The idea was that the previous two centuries had been a contest -- a proving ground -- on which different forms of government from hereditary monarchy to Marxist communism had been tested. In these contests, western democracy had proven itself the most resilient and formidable of systems. With the crumbling of the Soviet empire, the superiority of our democratic system would bring about the twilight of the struggles that filled the pages of military and political tomes, leading to a quiet twilight filled with fancy sneakers and iPods.

It was a comforting thought, but critics at the time were quick to point out that Fukuyama seemed to have assumed a limitless system, unbounded by conflicts brought on by environmental or economic limits on growth. On the conservative side, many latched onto the idea that not only would democracy win out, but that we could speed along the process. After all, nothing says democracy like bombing people then smearing their fingers with ink.

It would be unfair to Fukuyama to suggest that he thought his "end of history" meant an endless era of brotherhood, peace, and mass singings of Kumbaya. That's not the end of history, that's the end of human nature. The idea that democracies won't clash, or that there won't be conflict over resources, is too silly to take seriously.

Fukuyama's view of human nature is a high-minded one, drawing equally from Hegel and Alan Bloom. It's an argument for the human spirit, an assertion of an innate desires for freedom. It's almost as if there were an ideal form of government that suits humankind, just as there was a world of perfect objects casting their shadow in Plato's cave. In a lot of ways, it's a satisfying argument -- especially for those who happen to have been born in a western democracy.
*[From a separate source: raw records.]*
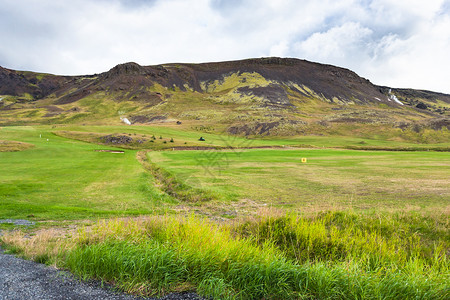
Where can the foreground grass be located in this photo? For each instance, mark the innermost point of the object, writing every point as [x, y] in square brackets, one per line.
[329, 256]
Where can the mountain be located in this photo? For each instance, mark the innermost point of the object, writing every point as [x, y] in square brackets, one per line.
[275, 96]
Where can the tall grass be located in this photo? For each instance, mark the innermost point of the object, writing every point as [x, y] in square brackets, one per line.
[269, 258]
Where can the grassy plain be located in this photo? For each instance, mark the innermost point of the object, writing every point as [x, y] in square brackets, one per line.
[346, 224]
[331, 179]
[61, 179]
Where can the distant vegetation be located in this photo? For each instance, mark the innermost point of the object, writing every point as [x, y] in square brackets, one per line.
[256, 179]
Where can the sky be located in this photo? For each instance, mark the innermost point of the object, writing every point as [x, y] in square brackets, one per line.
[397, 43]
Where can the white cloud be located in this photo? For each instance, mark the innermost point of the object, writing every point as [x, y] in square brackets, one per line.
[391, 42]
[340, 42]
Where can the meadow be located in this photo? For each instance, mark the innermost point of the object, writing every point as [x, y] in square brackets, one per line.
[241, 218]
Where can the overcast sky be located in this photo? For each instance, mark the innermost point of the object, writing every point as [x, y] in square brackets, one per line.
[399, 43]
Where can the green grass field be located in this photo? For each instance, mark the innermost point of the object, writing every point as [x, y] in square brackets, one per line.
[329, 180]
[345, 224]
[67, 179]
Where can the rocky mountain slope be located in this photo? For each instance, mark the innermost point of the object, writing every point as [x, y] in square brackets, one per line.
[276, 96]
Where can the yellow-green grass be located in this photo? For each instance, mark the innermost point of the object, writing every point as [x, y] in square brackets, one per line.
[329, 256]
[330, 179]
[68, 179]
[13, 146]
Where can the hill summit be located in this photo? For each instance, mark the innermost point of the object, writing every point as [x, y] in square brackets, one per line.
[250, 97]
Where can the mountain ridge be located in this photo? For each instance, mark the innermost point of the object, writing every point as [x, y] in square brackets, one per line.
[281, 91]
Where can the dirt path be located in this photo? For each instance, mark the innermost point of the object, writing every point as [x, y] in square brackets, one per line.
[23, 279]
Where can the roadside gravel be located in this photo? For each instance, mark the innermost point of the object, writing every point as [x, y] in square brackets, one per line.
[23, 279]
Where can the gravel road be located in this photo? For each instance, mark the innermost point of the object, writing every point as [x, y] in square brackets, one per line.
[23, 279]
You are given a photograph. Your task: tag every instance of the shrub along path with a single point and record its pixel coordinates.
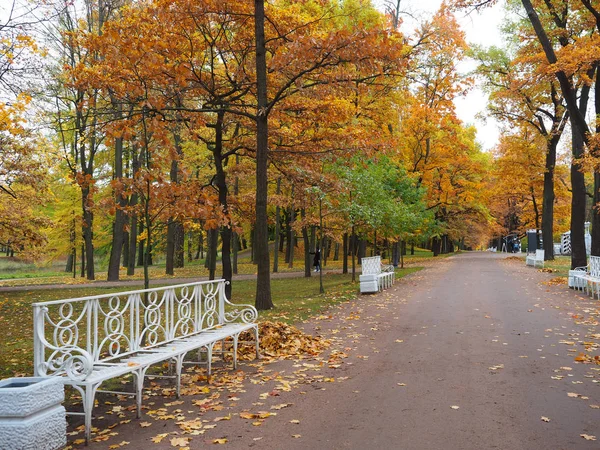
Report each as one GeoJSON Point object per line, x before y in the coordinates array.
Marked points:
{"type": "Point", "coordinates": [477, 352]}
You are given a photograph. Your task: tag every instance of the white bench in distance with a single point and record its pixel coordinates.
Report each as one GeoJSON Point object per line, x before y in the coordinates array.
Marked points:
{"type": "Point", "coordinates": [588, 278]}
{"type": "Point", "coordinates": [535, 259]}
{"type": "Point", "coordinates": [87, 341]}
{"type": "Point", "coordinates": [375, 277]}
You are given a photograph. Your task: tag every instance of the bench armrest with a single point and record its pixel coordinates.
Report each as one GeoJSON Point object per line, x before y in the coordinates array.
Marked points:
{"type": "Point", "coordinates": [247, 313]}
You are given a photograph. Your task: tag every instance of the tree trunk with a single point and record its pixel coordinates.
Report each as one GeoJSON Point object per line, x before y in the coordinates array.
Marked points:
{"type": "Point", "coordinates": [70, 261]}
{"type": "Point", "coordinates": [211, 256]}
{"type": "Point", "coordinates": [169, 265]}
{"type": "Point", "coordinates": [235, 243]}
{"type": "Point", "coordinates": [548, 201]}
{"type": "Point", "coordinates": [263, 281]}
{"type": "Point", "coordinates": [200, 251]}
{"type": "Point", "coordinates": [306, 241]}
{"type": "Point", "coordinates": [578, 200]}
{"type": "Point", "coordinates": [595, 250]}
{"type": "Point", "coordinates": [82, 260]}
{"type": "Point", "coordinates": [132, 244]}
{"type": "Point", "coordinates": [352, 250]}
{"type": "Point", "coordinates": [277, 230]}
{"type": "Point", "coordinates": [221, 183]}
{"type": "Point", "coordinates": [141, 250]}
{"type": "Point", "coordinates": [345, 253]}
{"type": "Point", "coordinates": [114, 263]}
{"type": "Point", "coordinates": [88, 235]}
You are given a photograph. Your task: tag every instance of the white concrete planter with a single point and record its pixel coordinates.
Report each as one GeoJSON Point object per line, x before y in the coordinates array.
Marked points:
{"type": "Point", "coordinates": [31, 414]}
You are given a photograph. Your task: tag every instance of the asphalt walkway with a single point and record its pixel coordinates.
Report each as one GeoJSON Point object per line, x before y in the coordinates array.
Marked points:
{"type": "Point", "coordinates": [476, 352]}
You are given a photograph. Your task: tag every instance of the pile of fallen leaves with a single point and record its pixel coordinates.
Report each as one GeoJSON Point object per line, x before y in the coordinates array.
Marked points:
{"type": "Point", "coordinates": [556, 281]}
{"type": "Point", "coordinates": [514, 258]}
{"type": "Point", "coordinates": [280, 340]}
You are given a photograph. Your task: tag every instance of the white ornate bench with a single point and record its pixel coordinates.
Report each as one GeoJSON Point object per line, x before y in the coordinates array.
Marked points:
{"type": "Point", "coordinates": [375, 276]}
{"type": "Point", "coordinates": [588, 278]}
{"type": "Point", "coordinates": [87, 341]}
{"type": "Point", "coordinates": [534, 260]}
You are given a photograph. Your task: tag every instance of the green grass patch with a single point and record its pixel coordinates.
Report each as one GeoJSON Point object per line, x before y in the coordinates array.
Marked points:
{"type": "Point", "coordinates": [296, 299]}
{"type": "Point", "coordinates": [561, 265]}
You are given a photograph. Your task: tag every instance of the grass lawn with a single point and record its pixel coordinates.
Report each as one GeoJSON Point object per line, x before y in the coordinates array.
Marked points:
{"type": "Point", "coordinates": [16, 273]}
{"type": "Point", "coordinates": [295, 300]}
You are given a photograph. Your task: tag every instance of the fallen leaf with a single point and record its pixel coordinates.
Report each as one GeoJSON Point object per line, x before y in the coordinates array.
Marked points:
{"type": "Point", "coordinates": [218, 419]}
{"type": "Point", "coordinates": [179, 442]}
{"type": "Point", "coordinates": [159, 437]}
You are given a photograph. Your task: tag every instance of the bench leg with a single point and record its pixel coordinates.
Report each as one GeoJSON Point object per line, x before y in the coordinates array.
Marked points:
{"type": "Point", "coordinates": [209, 349]}
{"type": "Point", "coordinates": [257, 342]}
{"type": "Point", "coordinates": [234, 350]}
{"type": "Point", "coordinates": [87, 396]}
{"type": "Point", "coordinates": [178, 370]}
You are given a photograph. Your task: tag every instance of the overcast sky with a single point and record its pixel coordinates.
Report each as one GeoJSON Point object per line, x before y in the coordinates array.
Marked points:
{"type": "Point", "coordinates": [481, 29]}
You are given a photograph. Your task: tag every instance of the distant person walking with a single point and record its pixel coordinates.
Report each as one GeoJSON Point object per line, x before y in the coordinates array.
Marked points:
{"type": "Point", "coordinates": [317, 260]}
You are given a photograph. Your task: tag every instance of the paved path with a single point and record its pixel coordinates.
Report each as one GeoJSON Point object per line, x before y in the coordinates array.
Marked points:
{"type": "Point", "coordinates": [475, 332]}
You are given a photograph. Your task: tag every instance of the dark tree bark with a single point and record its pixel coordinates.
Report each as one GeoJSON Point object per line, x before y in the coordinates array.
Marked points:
{"type": "Point", "coordinates": [221, 183]}
{"type": "Point", "coordinates": [200, 251]}
{"type": "Point", "coordinates": [306, 242]}
{"type": "Point", "coordinates": [595, 250]}
{"type": "Point", "coordinates": [345, 253]}
{"type": "Point", "coordinates": [548, 201]}
{"type": "Point", "coordinates": [277, 230]}
{"type": "Point", "coordinates": [211, 255]}
{"type": "Point", "coordinates": [114, 263]}
{"type": "Point", "coordinates": [140, 258]}
{"type": "Point", "coordinates": [235, 245]}
{"type": "Point", "coordinates": [88, 233]}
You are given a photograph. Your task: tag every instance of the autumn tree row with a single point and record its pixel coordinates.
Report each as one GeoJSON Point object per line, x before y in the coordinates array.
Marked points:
{"type": "Point", "coordinates": [174, 116]}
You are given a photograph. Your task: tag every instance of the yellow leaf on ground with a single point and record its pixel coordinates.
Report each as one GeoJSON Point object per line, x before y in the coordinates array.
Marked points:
{"type": "Point", "coordinates": [218, 419]}
{"type": "Point", "coordinates": [159, 437]}
{"type": "Point", "coordinates": [179, 441]}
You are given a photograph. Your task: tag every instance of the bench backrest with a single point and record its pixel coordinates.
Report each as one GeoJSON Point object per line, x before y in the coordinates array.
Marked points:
{"type": "Point", "coordinates": [371, 265]}
{"type": "Point", "coordinates": [595, 266]}
{"type": "Point", "coordinates": [71, 335]}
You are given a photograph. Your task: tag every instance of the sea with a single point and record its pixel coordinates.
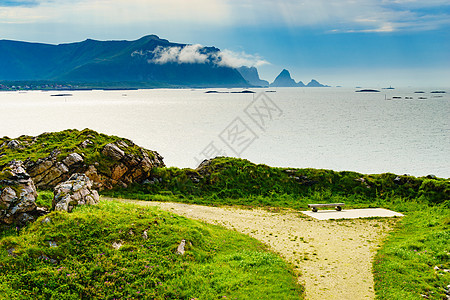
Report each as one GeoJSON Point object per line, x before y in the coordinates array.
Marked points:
{"type": "Point", "coordinates": [395, 130]}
In The End of History and the Last Man, Fukuyama acknowledges that democracy has been, and probably will be, tied to the marketplace. It's hard to imagine a country that says everyone has the freedom to cast their vote for any candidate they chose, but also says people have no right to property (if for no other reason that that such a government is unlikely to withstand it's first free election). But the book doesn't acknowledge the extent to which the success of democracies can be limited by their dependence on the market. It also doesn't mention what in 1992 was something we were only beginning to remember: the extent to which the market can reward the very kind of dictatorship that Fukuyama expected to perish.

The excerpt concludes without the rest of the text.